Wong Shiun Woei, Ng Jessica Ke Xuan, Chia Yew Woon
Department of Cardiology, Tan Tock Seng Hospital, 11, Jalan Tan Tock Seng, 308433 Singapore.
Eur Heart J Case Rep. 2020 Dec 28;5(1):ytaa491. doi: 10.1093/ehjcr/ytaa491. eCollection 2021 Jan.
Tuberculous pericarditis is a rare manifestation of tuberculosis infection. COVID-19 pandemic poses a challenge in detecting uncommon diseases.

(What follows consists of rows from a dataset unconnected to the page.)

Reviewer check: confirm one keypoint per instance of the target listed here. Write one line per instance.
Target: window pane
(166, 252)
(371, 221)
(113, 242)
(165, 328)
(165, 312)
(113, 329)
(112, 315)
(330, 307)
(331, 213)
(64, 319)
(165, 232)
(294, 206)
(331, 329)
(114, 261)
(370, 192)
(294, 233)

A 47-year-old man was admitted with symptoms of COVID-19 infection. Rapid progression of cardiomegaly on radiograph with clinical deterioration were suggestive of pericardial tamponade. Urgent pericardiocentesis revealed haemoserous fluid, elevated adenosine deaminase, and positive tuberculous (TB) polymerase chain reaction (PCR). He was started on anti-TB therapy and Remdesivir with marked improvement of symptoms. Repeat echocardiogram and CT thorax showed resolution of pericardial fluid, and the patient remained well on discharge.
This case highlights the difficulty in detecting a concomitant rare but important disease. The development of massive pericardial tamponade acutely is not pathognomonic for COVID-19, and a careful diagnostic process involving multi-modality imaging occurred to arrive at a diagnosis of tuberculosis.
结核性心包炎是结核感染的一种罕见表现。新冠疫情给罕见疾病的检测带来了挑战。
一名47岁男性因新冠感染症状入院。X线片显示心脏迅速增大且临床症状恶化,提示心包填塞。紧急心包穿刺抽出血性浆液性液体,腺苷脱氨酶升高,结核聚合酶链反应(PCR)呈阳性。患者开始接受抗结核治疗及瑞德西韦治疗,症状明显改善。复查超声心动图和胸部CT显示心包积液消退,患者出院时情况良好。
该病例凸显了检测一种罕见但重要的合并疾病的困难。急性大量心包填塞的发生并非新冠的特征性表现,需通过多模态影像学检查进行仔细诊断才能确诊为结核病。